Dr. Douglas Niehaus
Teaching Information


Fall 2009 Semester

EECS 678: Introduction to Operating Systems

The objective of this course is to provide the students with the concepts necessary to enable them to:

  1. identify the abstract services common to all operating systems,
  2. define the basic operations and system components that support the operating system's machine independent abstractions on particular target architectures,
  3. consider how the design and implementation of different system components interact and constrain one another, and
  4. understand the means by which fundamental problems in operating systems can be analyzed and addressed.

The course will consider the subsystems of a generic operating system, the problems driving the design and implementation of each subsystem, and how the properties of each subsystem interact with other components of the system. This will include discussion of: the process abstraction, concurrency control and process synchronization, address space management, process scheduling, resource management, file system implementation, interprocess communication, security and protection, device drivers, networking, and more advanced topics as time allows.

EECS 753: Embedded and Real Time Computer Systems

This course will consider issues influencing established, emerging, and proposed techniques for design and implementation of embedded and real time computer systems. Topics will include how characteristics of specific real-time and embedded application domains influence system hardware architecture, system software architecture, system services, application programming models, program development tools, and performance evaluation. The course will examine new techniques required by emerging application domains as well as current techniques for established application domains.


Undergraduate Classes

EECS 678: Introduction to Operating Systems

The objective of this course is to provide the students with the concepts necessary to enable them to:
  1. identify the abstract services common to all operating systems,
  2. define the basic operations and system components that support the operating system's machine independent abstractions on particular target architectures,
  3. consider how the design and implementation of different system components interact and constrain one another, and
  4. understand the means by which fundamental problems in operating systems can be analyzed and addressed.

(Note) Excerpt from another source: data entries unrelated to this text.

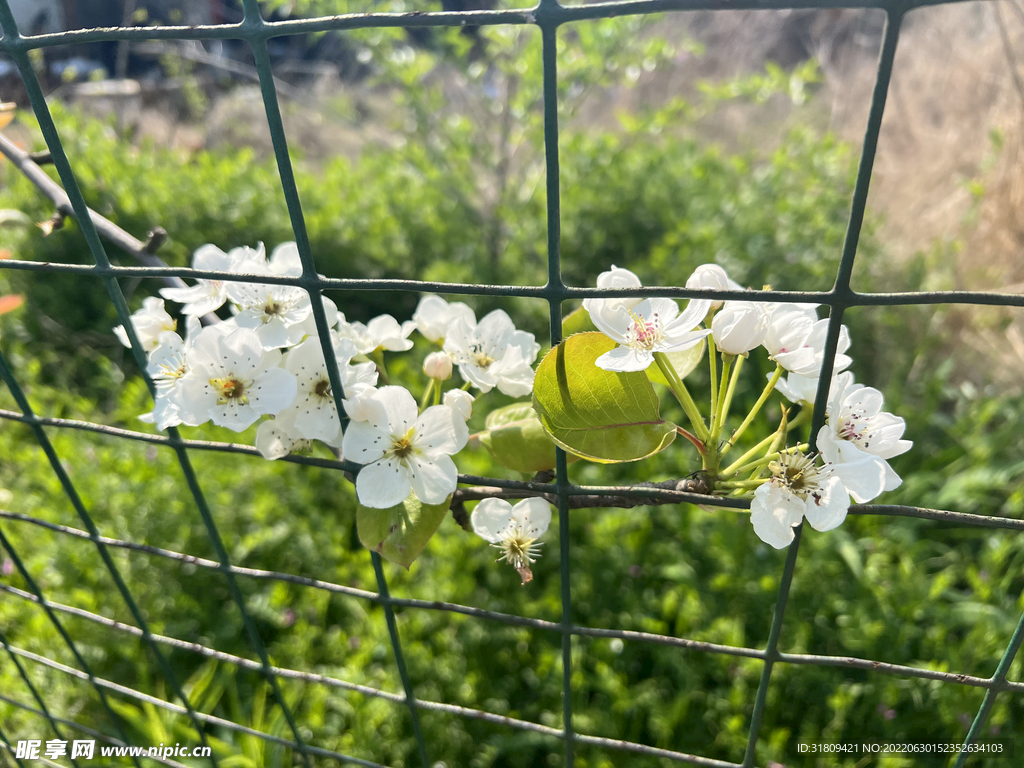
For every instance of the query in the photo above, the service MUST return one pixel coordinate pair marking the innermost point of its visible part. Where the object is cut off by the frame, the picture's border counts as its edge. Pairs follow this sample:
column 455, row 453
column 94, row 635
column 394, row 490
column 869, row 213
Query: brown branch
column 141, row 252
column 622, row 497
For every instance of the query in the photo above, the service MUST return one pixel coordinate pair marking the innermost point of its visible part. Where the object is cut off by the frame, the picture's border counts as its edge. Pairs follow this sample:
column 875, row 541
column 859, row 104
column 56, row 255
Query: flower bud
column 712, row 276
column 437, row 366
column 739, row 326
column 460, row 401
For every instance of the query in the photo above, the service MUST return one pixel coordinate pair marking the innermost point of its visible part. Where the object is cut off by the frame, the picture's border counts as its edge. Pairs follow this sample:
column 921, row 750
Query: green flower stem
column 426, row 395
column 679, row 389
column 771, row 457
column 734, row 467
column 378, row 357
column 802, row 418
column 754, row 411
column 720, row 414
column 713, row 361
column 725, row 402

The course will consider the subsystems of a generic operating system, the problems driving the design and implementation of each subsystem, and how the properties of each subsystem interact with other components of the system. This will include discussion of: the process abstraction, concurrency control and process synchronization, address space management, process scheduling, resource management, file system implementation, interprocess communication, security and protection, device drivers, networking, and more advanced topics as time allows.

EECS 448: Software Engineering I

The objective of this course is to address a range of issues associated with the design and implementation of software systems. The emphasis is on the software engineering aspects of the problem, many of which only arise in the context of larger scale software. As an extreme example, software projects involving thousands, or hundreds of thousands, of lines of code which are developed by a group, or groups, of programmers require management techniques which are completely unnecessary for a single programmer implementing a few hundred lines of code.

The course will address sets of tools and practices which have been developed to aid programmers programming for real projects in real situations, as well as the doctrine and procedures associated with the classical software engineering stages: requirements, specification, design, implementation, and maintenance. Since many aspects of software engineering doctrine are expressed at an abstract level, the class will also provide an opportunity to see how the abstract ideas are put into practice by applying them to the semester project within the software development environment supported by the department UNIX systems.

EECS 665: Compiler Construction

The objectives of the course are two-fold. The obvious goal is to introduce the student to the basics of compiler construction, including: compilation of simple expressions and statements, symbol table organization, lexical scan, syntax scan, assembler code generation, error diagnostics, basic code optimization techniques, and run-time support for a block structured language such as PASCAL or C.

The second objective is to expand the student's understanding of standard programming environment tools and their interaction with the system compiler. The student should, for example, finish the class with a reasonably clear idea of how to use compiler writing tools (Lex and Yacc) to process command line or descriptive languages used as part of an application's interface. The students should also have a reasonable understanding of how the information provided by the compiler is used during the linking of executable programs, during debugging under GDB or other source-level debuggers, and how the code produced by compilation is used by the operating system to create a process running the program.


Graduate Classes

EECS 750: Advanced Operating Systems

The objective of this course is to consider advanced topics in operating systems and systems programming. Some of the topics addressed by the class will cover topics considered in EECS 678, the introductory OS class, in considerably greater detail, while coverage of new topics will broaden the student's perspective and understanding of the subject matter. Much of the class studies the Linux kernel implementation and source code. Class exercises include building Linux kernels, instrumenting them for performance evaluation, and lernaing how to write a simple device driver. The class also reads papers drawn from current and classic research in multiprocessor and distributed systems to see how the basic concepts introduced in 678 are extended and generalized in new situations.